Starting point is 01:19:05 It's funny because I am outspoken about the science of sex and gender. However, I think I'm a little nervous about writing a book like that because I want not to be nervous at all because I think so many people feel justified, and maybe this is exactly why I have to write it, that so many people feel justified in kind of stigmatizing male sexuality, and that's so deeply ingrained. And I think I'm afraid, a little bit afraid,
Starting point is 01:19:39 which is weird, because I'm usually not at all. But that makes sense. But now that I'm saying this out loud, maybe this means that I absolutely have to write that book. I think the reason that you're concerned, it is a guide toward the fact that this is something which other people are also going to be scared about. The fact that other people are going to be scared
Starting point is 01:19:55 makes it less likely that it's going to be written. The fact that I, from what I know about the changes you've made at Harvard over the last few years, it seems like, I don't know. Here's something I was thinking about, I was listening to you talk earlier on. I don't think that the academy can continue running around with its hands over its eyes for that much longer.

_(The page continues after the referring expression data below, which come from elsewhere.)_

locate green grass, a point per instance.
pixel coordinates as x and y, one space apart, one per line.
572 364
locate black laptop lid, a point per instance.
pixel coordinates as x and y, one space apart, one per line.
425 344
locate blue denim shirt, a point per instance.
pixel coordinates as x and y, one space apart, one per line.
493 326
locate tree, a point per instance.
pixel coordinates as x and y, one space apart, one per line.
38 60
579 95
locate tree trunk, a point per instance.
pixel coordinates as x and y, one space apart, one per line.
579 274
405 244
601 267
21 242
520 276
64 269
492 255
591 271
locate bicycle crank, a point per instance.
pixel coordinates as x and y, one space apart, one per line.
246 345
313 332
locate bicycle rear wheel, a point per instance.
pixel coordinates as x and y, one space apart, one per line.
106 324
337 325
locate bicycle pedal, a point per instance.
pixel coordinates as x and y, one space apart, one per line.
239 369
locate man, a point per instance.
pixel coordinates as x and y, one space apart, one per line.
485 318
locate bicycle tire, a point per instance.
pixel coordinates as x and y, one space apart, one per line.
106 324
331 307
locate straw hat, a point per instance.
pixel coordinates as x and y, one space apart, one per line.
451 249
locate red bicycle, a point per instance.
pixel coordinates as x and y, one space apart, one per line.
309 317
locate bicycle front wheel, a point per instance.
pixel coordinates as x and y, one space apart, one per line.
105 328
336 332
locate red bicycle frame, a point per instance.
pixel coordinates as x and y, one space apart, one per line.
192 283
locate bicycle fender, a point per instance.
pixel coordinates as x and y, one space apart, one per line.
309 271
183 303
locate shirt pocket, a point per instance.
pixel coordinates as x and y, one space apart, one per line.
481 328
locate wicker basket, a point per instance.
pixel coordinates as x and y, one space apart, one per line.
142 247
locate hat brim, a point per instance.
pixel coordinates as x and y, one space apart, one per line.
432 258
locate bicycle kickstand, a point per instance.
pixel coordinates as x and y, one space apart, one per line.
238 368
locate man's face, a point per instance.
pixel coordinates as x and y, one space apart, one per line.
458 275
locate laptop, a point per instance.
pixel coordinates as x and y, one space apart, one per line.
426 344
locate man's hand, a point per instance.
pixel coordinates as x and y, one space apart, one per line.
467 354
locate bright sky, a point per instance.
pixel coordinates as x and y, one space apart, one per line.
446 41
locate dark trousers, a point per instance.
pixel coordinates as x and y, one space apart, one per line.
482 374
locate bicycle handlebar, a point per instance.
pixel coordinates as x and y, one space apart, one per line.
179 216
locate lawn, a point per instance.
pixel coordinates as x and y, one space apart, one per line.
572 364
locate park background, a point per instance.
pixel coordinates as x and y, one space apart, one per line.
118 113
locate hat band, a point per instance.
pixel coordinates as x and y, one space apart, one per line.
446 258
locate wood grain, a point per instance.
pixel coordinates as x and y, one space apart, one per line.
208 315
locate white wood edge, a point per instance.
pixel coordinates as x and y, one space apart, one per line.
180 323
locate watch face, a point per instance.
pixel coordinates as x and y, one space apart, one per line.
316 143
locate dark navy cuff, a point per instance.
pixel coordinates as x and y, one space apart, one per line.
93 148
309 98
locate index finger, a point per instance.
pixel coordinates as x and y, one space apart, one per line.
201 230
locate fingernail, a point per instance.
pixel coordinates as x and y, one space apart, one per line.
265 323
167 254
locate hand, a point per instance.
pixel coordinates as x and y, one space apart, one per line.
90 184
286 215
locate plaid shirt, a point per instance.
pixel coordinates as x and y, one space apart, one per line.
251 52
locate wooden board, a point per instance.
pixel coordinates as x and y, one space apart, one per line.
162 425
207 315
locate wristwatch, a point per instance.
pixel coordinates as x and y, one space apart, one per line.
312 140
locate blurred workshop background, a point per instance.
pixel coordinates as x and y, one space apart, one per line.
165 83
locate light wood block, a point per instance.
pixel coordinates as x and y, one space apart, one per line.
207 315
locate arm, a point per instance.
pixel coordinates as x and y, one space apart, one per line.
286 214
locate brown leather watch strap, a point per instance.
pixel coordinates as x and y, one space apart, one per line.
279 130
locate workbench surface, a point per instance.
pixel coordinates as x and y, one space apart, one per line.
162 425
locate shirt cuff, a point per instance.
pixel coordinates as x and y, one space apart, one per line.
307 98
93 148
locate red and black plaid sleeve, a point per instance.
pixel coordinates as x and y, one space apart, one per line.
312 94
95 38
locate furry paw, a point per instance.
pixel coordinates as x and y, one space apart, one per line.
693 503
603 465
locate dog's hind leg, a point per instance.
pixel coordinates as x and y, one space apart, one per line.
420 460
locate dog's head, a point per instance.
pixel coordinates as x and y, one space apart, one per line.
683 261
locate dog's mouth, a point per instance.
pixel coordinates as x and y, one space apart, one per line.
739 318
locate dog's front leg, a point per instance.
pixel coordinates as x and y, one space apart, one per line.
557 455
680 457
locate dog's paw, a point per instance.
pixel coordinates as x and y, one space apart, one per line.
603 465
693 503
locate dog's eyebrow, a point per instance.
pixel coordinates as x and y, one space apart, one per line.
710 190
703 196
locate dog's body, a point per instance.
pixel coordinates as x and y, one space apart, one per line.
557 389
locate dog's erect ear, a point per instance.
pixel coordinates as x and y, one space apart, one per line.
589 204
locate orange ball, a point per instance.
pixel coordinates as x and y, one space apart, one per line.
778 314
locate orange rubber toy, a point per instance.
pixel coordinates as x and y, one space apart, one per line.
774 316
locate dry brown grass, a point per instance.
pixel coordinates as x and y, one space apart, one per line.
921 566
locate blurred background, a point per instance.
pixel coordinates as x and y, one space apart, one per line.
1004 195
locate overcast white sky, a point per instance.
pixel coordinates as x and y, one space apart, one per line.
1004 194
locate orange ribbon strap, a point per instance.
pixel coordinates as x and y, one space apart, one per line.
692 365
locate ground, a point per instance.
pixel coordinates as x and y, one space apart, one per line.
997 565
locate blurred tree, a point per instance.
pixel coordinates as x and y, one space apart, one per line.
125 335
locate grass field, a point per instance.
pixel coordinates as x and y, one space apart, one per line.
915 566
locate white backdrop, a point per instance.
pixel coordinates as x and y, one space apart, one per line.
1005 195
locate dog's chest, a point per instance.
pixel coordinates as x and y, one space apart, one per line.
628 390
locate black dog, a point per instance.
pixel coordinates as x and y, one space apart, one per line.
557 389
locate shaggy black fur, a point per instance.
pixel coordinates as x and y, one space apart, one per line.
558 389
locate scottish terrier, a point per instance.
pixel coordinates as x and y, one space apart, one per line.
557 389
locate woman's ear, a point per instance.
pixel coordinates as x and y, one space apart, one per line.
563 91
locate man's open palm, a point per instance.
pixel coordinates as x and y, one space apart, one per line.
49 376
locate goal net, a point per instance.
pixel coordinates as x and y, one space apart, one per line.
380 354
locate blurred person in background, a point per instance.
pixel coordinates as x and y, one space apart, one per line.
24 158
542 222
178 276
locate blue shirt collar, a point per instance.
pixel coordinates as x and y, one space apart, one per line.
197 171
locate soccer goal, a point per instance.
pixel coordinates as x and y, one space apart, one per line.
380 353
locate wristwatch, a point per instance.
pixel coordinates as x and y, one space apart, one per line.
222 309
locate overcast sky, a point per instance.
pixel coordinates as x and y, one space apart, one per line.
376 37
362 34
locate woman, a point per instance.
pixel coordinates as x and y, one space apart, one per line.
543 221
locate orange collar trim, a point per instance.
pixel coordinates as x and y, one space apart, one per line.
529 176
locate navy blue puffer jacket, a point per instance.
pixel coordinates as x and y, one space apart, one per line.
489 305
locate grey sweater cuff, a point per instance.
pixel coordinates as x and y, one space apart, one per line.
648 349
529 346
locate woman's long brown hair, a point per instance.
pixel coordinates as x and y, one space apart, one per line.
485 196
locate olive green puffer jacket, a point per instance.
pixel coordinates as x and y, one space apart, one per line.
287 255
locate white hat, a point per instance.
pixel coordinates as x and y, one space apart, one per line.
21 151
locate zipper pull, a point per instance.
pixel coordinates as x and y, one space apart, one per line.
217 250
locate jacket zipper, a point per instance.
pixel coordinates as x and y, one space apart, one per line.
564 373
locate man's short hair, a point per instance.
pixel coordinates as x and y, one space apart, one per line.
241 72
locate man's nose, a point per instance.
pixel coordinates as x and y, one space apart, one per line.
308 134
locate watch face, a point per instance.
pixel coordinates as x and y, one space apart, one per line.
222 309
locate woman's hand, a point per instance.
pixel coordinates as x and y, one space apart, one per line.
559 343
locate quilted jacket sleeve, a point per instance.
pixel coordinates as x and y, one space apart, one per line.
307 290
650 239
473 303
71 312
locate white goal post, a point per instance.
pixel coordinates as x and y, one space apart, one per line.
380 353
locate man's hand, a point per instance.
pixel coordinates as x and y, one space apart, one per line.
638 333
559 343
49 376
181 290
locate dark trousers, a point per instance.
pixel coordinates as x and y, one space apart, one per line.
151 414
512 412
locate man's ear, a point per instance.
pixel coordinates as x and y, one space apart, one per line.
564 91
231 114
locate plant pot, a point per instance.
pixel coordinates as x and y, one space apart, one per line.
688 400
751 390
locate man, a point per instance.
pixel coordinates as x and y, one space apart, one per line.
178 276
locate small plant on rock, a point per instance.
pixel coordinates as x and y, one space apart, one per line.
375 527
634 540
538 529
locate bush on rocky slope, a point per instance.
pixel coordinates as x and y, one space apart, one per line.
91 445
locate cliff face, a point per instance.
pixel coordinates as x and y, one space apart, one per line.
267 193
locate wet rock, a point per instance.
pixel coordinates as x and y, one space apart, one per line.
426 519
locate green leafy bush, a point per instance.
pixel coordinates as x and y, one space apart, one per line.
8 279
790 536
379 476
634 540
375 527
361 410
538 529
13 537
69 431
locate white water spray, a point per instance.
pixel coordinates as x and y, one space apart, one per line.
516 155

Starting point is 01:20:25 And I think that there's going to be opportunities for people like Richard, like yourself to come out and really, really push a great positive message. And I think that at the end of the day, the free market's going to win with stuff like this. Like if you write an absolute storming book, let no one could read Richard's stuff,
Starting point is 01:20:43 no one could read of boys and men and go, this is a guy trying to take away women's rights for themselves. So yeah, it's going to have to be some caveats and yeah, you're going to have to be more hyperbolic and a little bit more like wordy than you need to, in order to be able to finagle yourself. But I think that it would be a very valuable book. And what's the point of spending all of this time learning all of this shit about the way that testosterone affects people and the upbringing and going and spending time in Africa and going and spending time watching fucking deer,
Starting point is 01:21:11 fighting each other every other season? Like, you're the person. You're the person to write the book. As far as I can see, you're the person to write the book. It's like, maybe this is one of the wars that you've got, maybe this is one of the hills that you've got to stand on. And there'll be a lot of people that would be here. I'll support you, Joel support you, Richard will support you.
Starting point is 01:21:28 Tons of people, will. I can't just please don't, I don't want to be on there crying. That's okay. I'll Dean, Dean, make sure that the screen goes dark for a little bit on this. No, seriously, I really appreciate this. And you're helping me just talking to you about it It's sort of convincing me this is actually what I should do and I've been dragging my feet put in the proposal together But it seems clear Let's let's let's leave it there Carol. I appreciate the hell out of you. I really appreciate your work I think you're incredibly charming
Starting point is 01:22:02 Thank you for coming on. Thank you so much.